I don't know if someone here is still opposed to my idea of providing better feedback for invalid results, but one of the volunteer developers over at SETI saw some merit to what I was trying to get across, although they didn't think it was wise to add the burden on the system (specifically SETI's system) while it was still having so many other issues...
Brian
I'm sure absolutely nobody is opposed to this suggestion of yours :). The problem is how to arrive at this better feedback. The validator would have to be a far more intelligent beast than it currently is. At the moment it is smart enough to recognise that there is a difference between some result pairings but I'm sure it doesn't have a clue as to what is causing those differences. Therefore it can't really make some sort of useful addition to the "checked but no consensus yet" outcome that it currently reports. Even if the validator started saying that parameter X was Y% different in the two results, would that really constitute better feedback? You would probably only get better feedback if the validator could make some authoritative statement about the possible reasons for the difference and that is where the extra intelligence would be needed.
In the distant past when Bruce was able to post more regularly, he referred to "tweaking" or "relaxing" the parameters that the validator was using to make the judgement. He also said that it wasn't easy to arrive at a good compromise and so he would err on the side of allowing a small fraction of "good" results to be marked invalid rather than missing "bad" results.
The problem will exist if HR is turned on or not. So we might as well turn HR on and get the credit due.
I agree fully with this sentiment.
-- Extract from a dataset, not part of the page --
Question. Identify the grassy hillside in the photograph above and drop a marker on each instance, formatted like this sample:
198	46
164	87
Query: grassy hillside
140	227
Having said that, the reason why HR is not being used is probably just that it is too difficult to achieve it with the current way that work is distributed by the project.
Difficult or not, I still feel like having a good winge about the current waste of what are probably quite correct results that are being rejected simply because they were done on a (more accurate) Linux box rather than Windows :).
There really aren't very many of these! I would estimate that it is less than 5% of invalidations.
Also, in this particular case, you are quite right to point out that the 3 results in question were done under the same OS - WinXP - 2 on Intel and 1 on AMD. If you look at the full results list of the AMD box you will see that it is a laptop with three "client error (compute error)" results in it's current list along with that single invalidation. Can we perhaps imagine "overheating laptop" or at least some hardware issue as the reason behind this particular case?
If you look at the full results list of the AMD box you will see that it is a laptop with three "client error (compute error)" results in it's current list along with that single invalidation. Can we perhaps imagine "overheating laptop" or at least some hardware issue as the reason behind this particular case?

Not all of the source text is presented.